The work that can be done in an hour, for example if you use the jet to spin a bicycle wheel or push leaves along a path, is the pressure (like Volts) times the current (like Amps) for an hour. 

You won’t be able to squirt the water from your hose far if there is no pressure or if there is no water.  You need both.  If the pressure falls the water ceases to flow.

It’s the same with a stream (current) of electricity making its way down a conductor; for example a wire. The electrical force acting on an electrical current provides the power to do work.

Most quantities in modern physics are named after an early natural philosopher or inventor.  If we had let tradition do it, each would probably be related by some strange number, like the number of feet in a mile; or pounds in a ton.  But most new physical values use the decimal system (the rationalised MKS or SI units: meter, kilogram, second).

A Watt is a measure of Power; the instantaneous capacity to do work; named after James Watt. 

Under this system we define one Watt as equal to one Volt (electrical  force) multiplied by one Ampere (current); or Amp for short.  Read More...

Using this simple relationship you can easily calculate that 1000 Watts of power (one kilowatt) can be carried by a current of 4.17 amps at 240 volts (240 x 4.17 = 1000)
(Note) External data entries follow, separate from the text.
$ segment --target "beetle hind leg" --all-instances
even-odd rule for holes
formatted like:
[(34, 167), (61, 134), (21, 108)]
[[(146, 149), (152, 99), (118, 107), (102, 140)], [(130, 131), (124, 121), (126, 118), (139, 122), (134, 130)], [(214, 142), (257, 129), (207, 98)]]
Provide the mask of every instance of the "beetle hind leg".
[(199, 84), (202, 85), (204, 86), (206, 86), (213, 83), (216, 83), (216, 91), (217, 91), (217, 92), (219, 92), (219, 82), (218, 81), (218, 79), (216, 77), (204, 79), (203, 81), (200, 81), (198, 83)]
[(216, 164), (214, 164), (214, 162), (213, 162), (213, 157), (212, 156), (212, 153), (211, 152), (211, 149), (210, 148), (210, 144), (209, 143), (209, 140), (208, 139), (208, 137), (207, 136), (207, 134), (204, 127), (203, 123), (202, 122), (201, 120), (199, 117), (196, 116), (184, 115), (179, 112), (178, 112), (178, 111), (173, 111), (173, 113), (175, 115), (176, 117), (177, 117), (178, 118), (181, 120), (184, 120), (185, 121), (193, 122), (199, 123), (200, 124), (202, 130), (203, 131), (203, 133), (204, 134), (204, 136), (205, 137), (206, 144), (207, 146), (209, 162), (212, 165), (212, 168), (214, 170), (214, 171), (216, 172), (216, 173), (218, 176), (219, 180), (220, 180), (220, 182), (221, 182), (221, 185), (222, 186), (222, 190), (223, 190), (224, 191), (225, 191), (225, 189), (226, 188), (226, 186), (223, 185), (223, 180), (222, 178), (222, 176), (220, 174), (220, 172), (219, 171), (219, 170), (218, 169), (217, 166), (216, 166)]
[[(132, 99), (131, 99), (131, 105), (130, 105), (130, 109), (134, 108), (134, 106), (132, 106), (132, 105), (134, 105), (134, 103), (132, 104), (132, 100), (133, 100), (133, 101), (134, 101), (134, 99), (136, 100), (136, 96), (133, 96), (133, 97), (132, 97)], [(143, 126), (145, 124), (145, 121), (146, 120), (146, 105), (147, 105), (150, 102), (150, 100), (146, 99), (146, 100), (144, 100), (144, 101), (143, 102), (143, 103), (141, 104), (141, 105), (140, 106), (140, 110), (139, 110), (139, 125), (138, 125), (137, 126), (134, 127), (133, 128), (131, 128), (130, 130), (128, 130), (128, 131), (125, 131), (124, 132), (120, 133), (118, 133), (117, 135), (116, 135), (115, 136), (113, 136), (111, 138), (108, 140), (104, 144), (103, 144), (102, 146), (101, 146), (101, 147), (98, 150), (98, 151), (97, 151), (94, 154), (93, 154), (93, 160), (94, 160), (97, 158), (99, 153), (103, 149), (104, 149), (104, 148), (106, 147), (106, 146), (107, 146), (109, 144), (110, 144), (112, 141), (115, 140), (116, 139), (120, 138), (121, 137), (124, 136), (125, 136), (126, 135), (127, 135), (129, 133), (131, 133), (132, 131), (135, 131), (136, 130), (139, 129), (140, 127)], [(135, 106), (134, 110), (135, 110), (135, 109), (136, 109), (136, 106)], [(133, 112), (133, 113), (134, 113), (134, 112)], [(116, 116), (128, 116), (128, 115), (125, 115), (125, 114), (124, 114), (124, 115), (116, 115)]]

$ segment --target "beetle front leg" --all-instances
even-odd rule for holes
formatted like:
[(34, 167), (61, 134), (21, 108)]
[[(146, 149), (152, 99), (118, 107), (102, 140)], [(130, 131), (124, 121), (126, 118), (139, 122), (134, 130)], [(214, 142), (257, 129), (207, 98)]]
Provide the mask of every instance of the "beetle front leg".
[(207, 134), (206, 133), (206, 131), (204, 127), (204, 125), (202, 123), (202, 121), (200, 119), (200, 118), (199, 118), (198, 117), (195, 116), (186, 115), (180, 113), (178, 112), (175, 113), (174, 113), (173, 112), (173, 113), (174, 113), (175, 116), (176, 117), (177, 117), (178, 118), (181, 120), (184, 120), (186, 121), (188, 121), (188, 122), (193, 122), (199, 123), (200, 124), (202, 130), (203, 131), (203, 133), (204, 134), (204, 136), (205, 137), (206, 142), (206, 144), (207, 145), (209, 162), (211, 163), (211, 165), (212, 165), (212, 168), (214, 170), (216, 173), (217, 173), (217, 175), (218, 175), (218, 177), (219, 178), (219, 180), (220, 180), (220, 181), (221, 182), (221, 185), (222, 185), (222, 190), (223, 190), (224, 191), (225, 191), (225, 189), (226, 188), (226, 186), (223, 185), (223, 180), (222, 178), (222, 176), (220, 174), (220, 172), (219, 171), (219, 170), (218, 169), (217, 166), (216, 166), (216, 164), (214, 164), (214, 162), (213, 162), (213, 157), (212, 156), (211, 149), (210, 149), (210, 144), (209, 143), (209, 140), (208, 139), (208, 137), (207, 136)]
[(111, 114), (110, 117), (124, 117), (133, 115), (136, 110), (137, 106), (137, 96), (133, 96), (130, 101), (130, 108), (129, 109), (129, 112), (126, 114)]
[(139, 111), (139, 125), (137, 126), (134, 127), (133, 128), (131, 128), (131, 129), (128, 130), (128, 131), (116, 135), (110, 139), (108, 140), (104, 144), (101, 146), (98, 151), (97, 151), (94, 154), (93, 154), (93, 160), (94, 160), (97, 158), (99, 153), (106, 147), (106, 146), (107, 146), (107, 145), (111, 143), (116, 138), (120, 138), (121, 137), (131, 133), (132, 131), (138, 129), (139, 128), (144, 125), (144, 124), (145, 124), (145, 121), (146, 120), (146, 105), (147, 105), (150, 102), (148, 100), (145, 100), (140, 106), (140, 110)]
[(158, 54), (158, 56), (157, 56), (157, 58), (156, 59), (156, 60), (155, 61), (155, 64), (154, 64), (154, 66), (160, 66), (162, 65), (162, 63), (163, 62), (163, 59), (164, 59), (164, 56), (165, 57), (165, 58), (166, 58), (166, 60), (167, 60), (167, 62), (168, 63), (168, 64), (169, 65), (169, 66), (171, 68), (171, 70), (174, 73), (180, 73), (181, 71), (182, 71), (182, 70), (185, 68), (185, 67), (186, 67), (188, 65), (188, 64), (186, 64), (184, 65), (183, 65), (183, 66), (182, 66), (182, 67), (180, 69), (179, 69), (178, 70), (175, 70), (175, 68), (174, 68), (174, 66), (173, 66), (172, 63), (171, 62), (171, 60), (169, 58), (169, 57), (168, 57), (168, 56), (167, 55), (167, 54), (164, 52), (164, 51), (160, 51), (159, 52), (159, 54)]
But the same power requires only 0.002 amps at 500,000 volts (0.002 x 500,000 = 1000).  So when you turn on an electric kettle or toaster it will draw around 4 amps in your home at 240V but only 0.002 amps in the very high voltage grid to bring it from the generator in the power station.

Power exerted for a period of time is called Energy.  Physicists measure energy in Joules (1 J= 1Watt acting for 1 second).  But to get to a smaller working number electricity companies like to measure energy in kilowatt hours (1 kWh =  3,600 kJ = a thousand Watts acting for the seconds in one hour) 

When your bill comes, you get charged for the Energy, the number of kWh* you used, not Power (kW).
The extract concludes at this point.